4. Method according to any of the preceding claims, characterized in that the samples of the current reception cycle and those of the immediately previous reception cycle are considered for the estimation of the data. Circuit for demodulation of phase-modulated signals, characterized by the fact that, a) the circuit makes use of a super-regenerative oscillator governed by an extinction signal,

b) the extinction signal produces a superregenerative oscillator stability phase followed by a superregenerative oscillator instability phase,

c) the sequence formed by the stability phase followed by the instability phase constitutes a reception cycle,

d) the extinction signal causes the waveform generated by the superregenerative oscillator to consist of radiofrequency pulses that retain the phase information contained in the input signal, e) in each reception cycle, from an instant of time Samples of the mentioned radio frequency pulses are taken

f) an estimate of the transmitted data is made from the samples taken in the current reception cycle and from the samples taken in previous reception cycles.

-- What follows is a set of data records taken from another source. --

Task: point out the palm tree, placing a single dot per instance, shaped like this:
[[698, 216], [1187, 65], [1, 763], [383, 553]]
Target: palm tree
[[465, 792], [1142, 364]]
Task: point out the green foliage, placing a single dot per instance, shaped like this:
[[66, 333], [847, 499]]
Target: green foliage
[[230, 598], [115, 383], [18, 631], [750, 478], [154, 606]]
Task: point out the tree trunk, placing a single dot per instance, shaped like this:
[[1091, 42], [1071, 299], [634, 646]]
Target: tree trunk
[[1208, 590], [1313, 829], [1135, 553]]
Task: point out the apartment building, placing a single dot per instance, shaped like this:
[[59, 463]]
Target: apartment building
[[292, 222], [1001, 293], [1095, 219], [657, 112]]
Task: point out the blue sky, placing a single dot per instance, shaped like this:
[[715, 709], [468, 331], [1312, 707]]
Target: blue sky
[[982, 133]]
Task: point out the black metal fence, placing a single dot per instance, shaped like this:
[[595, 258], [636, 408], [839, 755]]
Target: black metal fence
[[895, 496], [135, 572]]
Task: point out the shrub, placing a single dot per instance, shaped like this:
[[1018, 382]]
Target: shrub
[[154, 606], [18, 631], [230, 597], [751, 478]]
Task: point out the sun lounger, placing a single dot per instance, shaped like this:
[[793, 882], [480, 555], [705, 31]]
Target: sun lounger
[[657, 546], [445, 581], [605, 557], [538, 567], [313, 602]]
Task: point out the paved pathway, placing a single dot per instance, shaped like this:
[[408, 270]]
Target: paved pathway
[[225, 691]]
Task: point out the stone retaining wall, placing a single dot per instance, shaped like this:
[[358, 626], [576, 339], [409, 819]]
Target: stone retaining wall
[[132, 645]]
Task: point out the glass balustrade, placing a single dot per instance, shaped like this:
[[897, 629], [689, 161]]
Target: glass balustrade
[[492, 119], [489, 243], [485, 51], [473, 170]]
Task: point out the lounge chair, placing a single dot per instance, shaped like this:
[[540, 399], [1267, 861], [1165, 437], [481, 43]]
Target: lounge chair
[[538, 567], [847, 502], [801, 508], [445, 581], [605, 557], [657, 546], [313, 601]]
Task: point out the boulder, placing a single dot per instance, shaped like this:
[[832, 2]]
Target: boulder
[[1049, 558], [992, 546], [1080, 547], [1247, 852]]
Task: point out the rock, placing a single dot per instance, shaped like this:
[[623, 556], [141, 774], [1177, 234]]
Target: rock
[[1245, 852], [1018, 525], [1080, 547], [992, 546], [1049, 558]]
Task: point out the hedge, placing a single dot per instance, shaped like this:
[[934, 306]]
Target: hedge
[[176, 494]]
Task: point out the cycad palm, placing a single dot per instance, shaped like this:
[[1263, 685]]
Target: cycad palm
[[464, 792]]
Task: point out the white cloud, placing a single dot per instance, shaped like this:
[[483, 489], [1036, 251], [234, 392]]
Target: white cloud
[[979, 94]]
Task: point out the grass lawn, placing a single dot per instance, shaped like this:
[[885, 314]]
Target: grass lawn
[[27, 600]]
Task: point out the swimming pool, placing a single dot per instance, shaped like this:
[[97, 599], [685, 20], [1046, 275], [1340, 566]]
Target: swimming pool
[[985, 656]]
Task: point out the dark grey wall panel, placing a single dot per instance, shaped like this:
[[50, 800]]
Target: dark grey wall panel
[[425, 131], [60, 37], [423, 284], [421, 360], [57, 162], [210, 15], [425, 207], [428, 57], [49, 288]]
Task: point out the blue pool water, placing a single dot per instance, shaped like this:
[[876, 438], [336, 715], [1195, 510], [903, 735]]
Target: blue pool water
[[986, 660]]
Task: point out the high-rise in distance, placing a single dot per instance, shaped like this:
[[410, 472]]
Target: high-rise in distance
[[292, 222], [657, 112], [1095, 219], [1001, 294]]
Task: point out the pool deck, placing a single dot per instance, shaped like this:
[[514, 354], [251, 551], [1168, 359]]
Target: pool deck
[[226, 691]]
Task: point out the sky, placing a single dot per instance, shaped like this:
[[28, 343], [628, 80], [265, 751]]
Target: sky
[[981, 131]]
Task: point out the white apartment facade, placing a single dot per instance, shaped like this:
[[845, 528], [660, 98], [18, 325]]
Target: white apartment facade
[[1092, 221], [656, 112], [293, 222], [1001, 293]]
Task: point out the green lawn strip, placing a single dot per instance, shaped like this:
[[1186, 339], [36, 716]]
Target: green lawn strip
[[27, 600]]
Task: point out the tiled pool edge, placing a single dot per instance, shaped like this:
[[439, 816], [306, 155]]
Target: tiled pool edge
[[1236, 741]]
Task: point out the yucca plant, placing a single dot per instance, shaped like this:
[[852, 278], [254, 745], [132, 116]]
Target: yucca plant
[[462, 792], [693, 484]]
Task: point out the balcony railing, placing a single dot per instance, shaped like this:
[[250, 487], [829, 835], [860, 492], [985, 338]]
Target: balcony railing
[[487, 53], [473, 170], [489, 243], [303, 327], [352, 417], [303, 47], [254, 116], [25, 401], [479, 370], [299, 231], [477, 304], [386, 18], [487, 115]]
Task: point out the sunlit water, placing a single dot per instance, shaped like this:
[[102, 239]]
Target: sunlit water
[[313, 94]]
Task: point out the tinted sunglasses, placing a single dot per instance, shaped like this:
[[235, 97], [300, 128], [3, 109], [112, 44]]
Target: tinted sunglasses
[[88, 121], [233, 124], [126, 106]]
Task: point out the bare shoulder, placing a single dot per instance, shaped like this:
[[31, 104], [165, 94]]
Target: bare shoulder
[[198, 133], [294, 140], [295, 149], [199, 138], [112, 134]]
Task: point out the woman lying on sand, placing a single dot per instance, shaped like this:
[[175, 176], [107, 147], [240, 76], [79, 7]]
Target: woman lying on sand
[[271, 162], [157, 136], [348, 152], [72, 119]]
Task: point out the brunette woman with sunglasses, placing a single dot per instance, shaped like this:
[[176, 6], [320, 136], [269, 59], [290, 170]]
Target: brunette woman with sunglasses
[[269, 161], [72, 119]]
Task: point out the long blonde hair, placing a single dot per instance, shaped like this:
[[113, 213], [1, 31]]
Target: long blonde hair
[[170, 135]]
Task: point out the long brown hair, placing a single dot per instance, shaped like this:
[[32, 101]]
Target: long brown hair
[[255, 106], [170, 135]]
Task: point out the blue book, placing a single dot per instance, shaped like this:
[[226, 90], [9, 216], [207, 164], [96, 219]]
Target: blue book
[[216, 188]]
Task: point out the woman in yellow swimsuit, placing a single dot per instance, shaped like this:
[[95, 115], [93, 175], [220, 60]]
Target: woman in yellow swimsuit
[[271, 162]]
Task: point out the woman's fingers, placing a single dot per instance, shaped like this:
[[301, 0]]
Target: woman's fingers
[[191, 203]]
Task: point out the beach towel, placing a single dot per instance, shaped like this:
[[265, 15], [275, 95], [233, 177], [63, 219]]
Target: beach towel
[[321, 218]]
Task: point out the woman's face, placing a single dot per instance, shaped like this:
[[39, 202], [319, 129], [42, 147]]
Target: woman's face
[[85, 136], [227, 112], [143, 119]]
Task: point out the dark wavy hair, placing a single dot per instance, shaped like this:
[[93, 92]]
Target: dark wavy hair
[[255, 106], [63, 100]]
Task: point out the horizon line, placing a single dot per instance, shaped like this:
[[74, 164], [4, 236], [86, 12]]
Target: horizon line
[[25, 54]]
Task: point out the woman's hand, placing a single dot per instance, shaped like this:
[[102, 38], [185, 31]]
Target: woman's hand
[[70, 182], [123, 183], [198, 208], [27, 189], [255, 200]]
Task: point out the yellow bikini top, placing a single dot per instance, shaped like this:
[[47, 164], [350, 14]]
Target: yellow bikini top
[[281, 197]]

Circuit according to claim 5, characterized in that the pulse samples are taken with a resolution bit.

Circuit according to claim 5, characterized in that the moments in which the sampling is performed are equally spaced and the sampling period is greater than that of the signal generated by the super-regenerative oscillator.

Circuit according to any of claims 5, 6 or 7, characterized in that the samples of the current reception cycle and those of the immediately previous reception cycle are considered for the estimation of the data.